The pieces are known, and honesty about that is part of the argument. That self-explanations are not faithful readouts of computation is established by Turpin and colleagues in “Language Models Don’t Always Say What They Think,” and by Anthropic’s “Reasoning Models Don’t Always Say What They Think.” That token outputs can satisfy oversight conditions without behavioural alignment is shown by Anthropic’s “Alignment Faking in Large Language Models.” That binding control should act on observable actions is the design of AgentSpec’s runtime enforcement, and at the programme level the instinct is already in place: METR’s safety-and-security framework leans toward least privilege, human and automated oversight, and explicit defence against an agent that subverts its own controls, though without naming why a whole class of those controls cannot hold. The economics is older still: cheap talk, the costless and therefore non-binding signal of Crawford and Sobel (1982). The systems lineage is older yet: capability-based security, where authority inheres in a held capability rather than a declared intent (Dennis and Van Horn, 1966), and proof-carrying code, where trust attaches to a checkable artifact rather than an assertion (Necula, 1997). The closest living relative is “Training Agents to Self-Report Misbehavior,” which rests on the observation that misbehaviour cannot be reliably classified from the outside. What is not yet stated, as far as I can find, is the unification: that these failures are one structural property wearing different surfaces, and that the property sorts every control into those that can be discharged by emission and those that cannot.

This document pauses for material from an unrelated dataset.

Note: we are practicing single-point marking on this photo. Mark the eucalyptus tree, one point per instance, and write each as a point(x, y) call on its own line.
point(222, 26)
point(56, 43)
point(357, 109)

The strongest objection comes from exactly that living relative. Self-report is not merely decorative; it can be trained toward honesty and made predictive. I concede it without reservation, and the concession sharpens the claim rather than softening it. Those are methods for raising the reliability of a signal, and reliability is not the point. A self-report that is ninety-five percent honest still leaves a systematic exploit, because the satisfaction condition is a token the agent can produce without the act, and a drifting model or an adversary needs only to produce it. Pricing failure will lift the average; it will not close that gap, because the gap is structural, not statistical. So the defensible claim is narrow and, I think, hard to dislodge: self-report is insufficient as a sole binding control wherever correctness must hold under pressure, however reliable the report is made.
The practical residue is one question to ask of any proposed safeguard for these systems. Is its satisfaction condition something the model emits, or something the world exhibits. Most of the gates now being offered are confab gates, and they do nothing the model cannot undo by talking. Build the state-keyed kind, or you have built theatre.
On the floor of the old Exchange a word could stand for a bond because a man’s standing was the collateral, and a broken word cost him the room. The agent posts no collateral and fears no room. Its word answers for nothing, so do not take it as answer. Read the ledger, not the assurance. All dictum, no pactum.